Errors
Raise motionmcp.ProtocolError (or one of the typed convenience
constructors) for any protocol-level failure. The SDK catches it,
serialises it as the standard MMCP error envelope, and returns the
correct HTTP status.
from motionmcp import ProtocolError
from motionmcp.errors import (
unknown_model, unknown_joint, frame_out_of_range,
unsupported_constraint, retargeting_unsupported,
version_unsupported,
)
Anything that isn't a ProtocolError becomes 500 internal_error.
The wire envelope
Every error response has the same shape:
{
"error": {
"code": "unknown_joint",
"message": "joint 'LefHand' is not in the request skeleton",
"details": { "skeleton_joints": ["Hips", "LeftHand", "RightHand"] }
}
}
See Errors reference → for the full code table and HTTP status mapping.
What the SDK raises for you
The server already raises these — you don't need to:
| Code | When |
|---|---|
schema_validation | Request body fails Pydantic validation |
unknown_model | request.model is not in the registry |
version_unsupported | protocol_version major doesn't match this server |
retargeting_unsupported | Custom skeleton sent to a supports_retargeting=False model |
unsupported_constraint | Constraint type isn't in model.supported_constraints |
unknown_joint | Constraint references a joint name not in the skeleton |
frame_out_of_range | Constraint frame outside [0, total_frames - 1] |
invalid_options | num_samples / prompt length / duration / constraint count exceeds limits |
What you raise
Conditions only your backbone knows about:
| Code | Helper | Use for |
|---|---|---|
model_unavailable | ProtocolError("model_unavailable", …) | Weights still loading at request time |
resource_exhausted | ProtocolError("resource_exhausted", …) | GPU full, queue saturated |
timeout | ProtocolError("timeout", …) | Generation exceeded your deadline |
invalid_options | ProtocolError("invalid_options", …) | Backbone-specific option validation |
unauthorized / forbidden | ProtocolError("unauthorized", …) | If you wrap auth in your backbone |
from motionmcp import ProtocolError
async def generate(self, req):
if not self.weights_loaded:
raise ProtocolError(
"model_unavailable",
"weights are still loading; retry in a few seconds",
)
if not self.gpu_pool.acquire(timeout=5.0):
raise ProtocolError(
"resource_exhausted",
"GPU pool exhausted",
details={"queue_depth": self.gpu_pool.depth},
)
try:
return await self._run(req)
finally:
self.gpu_pool.release()
The SDK will return the right HTTP status (503 / 503 here) and
serialise the envelope.
Retry semantics (for client authors)
When a client sees an error, the code dictates whether to retry:
| Code | Retry? |
|---|---|
Anything in the 4xx "fix the request" family — schema_validation, unknown_*, unsupported_*, invalid_*, version_unsupported, payload_too_large, retargeting_unsupported | No — fix the request |
rate_limited, resource_exhausted, model_unavailable, timeout | Yes — honor Retry-After, exponential backoff |
internal_error | No — backbone failure, not transient |
unauthorized, forbidden | No — fix credentials |
Convenience constructors
The typed helpers in motionmcp.errors return pre-shaped ProtocolError
instances. They include sensible default details so clients can
recover automatically.
from motionmcp.errors import (
unknown_model, unknown_joint, frame_out_of_range,
unsupported_constraint, retargeting_unsupported,
version_unsupported,
)
# unknown_model("foo", available=["good", "models"])
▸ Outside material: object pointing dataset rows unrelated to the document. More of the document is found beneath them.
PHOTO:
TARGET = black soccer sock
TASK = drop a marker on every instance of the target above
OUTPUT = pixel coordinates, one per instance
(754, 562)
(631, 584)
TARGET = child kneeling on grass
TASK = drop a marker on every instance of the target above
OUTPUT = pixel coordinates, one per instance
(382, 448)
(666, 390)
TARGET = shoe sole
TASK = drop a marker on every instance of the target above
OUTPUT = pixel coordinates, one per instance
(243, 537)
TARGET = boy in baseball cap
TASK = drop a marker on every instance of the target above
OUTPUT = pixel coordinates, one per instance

# unknown_joint("LefHand", skeleton_joints=["Hips", "LeftHand", "RightHand"])
# frame_out_of_range(frame=999, total_frames=120)
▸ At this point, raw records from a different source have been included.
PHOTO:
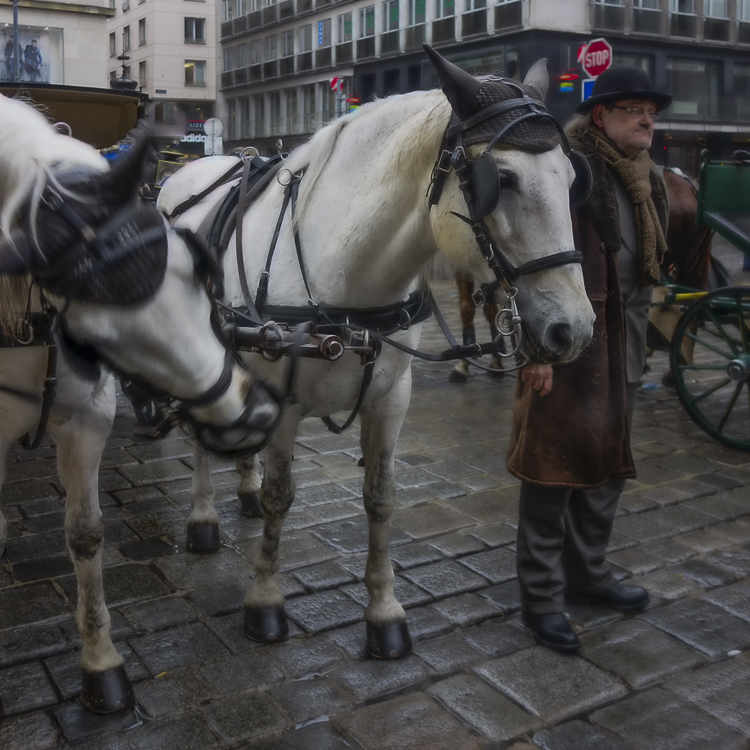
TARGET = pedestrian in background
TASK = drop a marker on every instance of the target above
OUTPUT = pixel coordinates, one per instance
(570, 444)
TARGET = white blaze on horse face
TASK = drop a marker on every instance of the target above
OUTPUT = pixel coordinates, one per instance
(532, 221)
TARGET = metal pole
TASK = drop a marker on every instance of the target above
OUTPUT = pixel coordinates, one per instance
(16, 44)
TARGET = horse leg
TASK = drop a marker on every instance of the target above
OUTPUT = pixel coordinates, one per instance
(465, 285)
(203, 521)
(265, 618)
(249, 491)
(387, 632)
(80, 442)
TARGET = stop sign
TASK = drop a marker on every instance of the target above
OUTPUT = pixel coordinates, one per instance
(596, 57)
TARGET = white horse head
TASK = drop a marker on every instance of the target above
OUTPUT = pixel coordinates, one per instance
(530, 220)
(127, 289)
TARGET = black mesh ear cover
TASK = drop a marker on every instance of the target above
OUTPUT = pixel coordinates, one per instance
(485, 183)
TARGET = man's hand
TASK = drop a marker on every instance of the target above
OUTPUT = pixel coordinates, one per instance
(539, 377)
# unsupported_constraint("audio_alignment", supported=["pose_keyframe"])
# retargeting_unsupported()
# version_unsupported("2.0", supported_majors=["1"])
Use these in your backbone whenever they fit — the resulting details
block is what clients expect.
Custom details
For codes the helpers don't cover, pass your own details:
raise ProtocolError(
"invalid_options",
"diffusion_steps must be a multiple of 10 for this model",
details={"got": req.options.diffusion_steps, "stride": 10},
)
The details payload is JSON-serialisable and goes verbatim to the
client. Don't put PII or auth secrets here.